The politics of the Biden administration’s plan are complex, as they’ve been in past, large civil undertakings. Moreover, the debate is taking place during a time of price instability, as well as shortages of raw materials, finished goods (especially semiconductors) and qualified labor.
The debate is unusually broad. It includes the definition of infrastructure and how to finance a scope of work not seen in a half-century or more. Although that debate was intensifying at the time of this writing, most industry experts agree on several points:
- Something will be passed—no elected official wants a bridge to collapse on his or her watch;
- when a plan is passed and signed, funding will flow first to shovel-ready projects; and finally
- there will be a short-turnaround on the projects put out for bid.

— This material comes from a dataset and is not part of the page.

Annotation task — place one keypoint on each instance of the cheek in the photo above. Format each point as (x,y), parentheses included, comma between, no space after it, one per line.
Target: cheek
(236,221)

The challenge, then, for marine construction companies is pre-positioning:
- what work do you want;
- how well-prepared are you to bid and win;
- can you complete the work on-time and profitably; and
- what equipment and skills do you need in place now.
The stakes are high.
Incalculable benefits
“In the short term, obviously, there will be a surge in revenue and jobs for the construction industry,” said Dr. Richard J. Burke, ABS Professor of Naval Architecture and Marine Engineering at the Maritime College of the State University of New York (SUNY Maritime). “But in the long term, what we’ve seen historically is that well-planned infrastructure developments in the United States have significant economic multiplications. The interstate highway system, for example, changed America forever. We don’t even have a way of accounting for all its economic impacts over the last three-quarters of a century.”
To a greater degree than was true of past infrastructure projects, the needs today are documented.
Every four years, the American Society of Civil Engineers (ASCE) issues a Report Card for America’s Infrastructure. The 2021 study, with an overall C- grade, “reveals we’ve made some incremental progress toward restoring our nation’s infrastructure. For the first time in 20 years, our infrastructure is out of the D range.”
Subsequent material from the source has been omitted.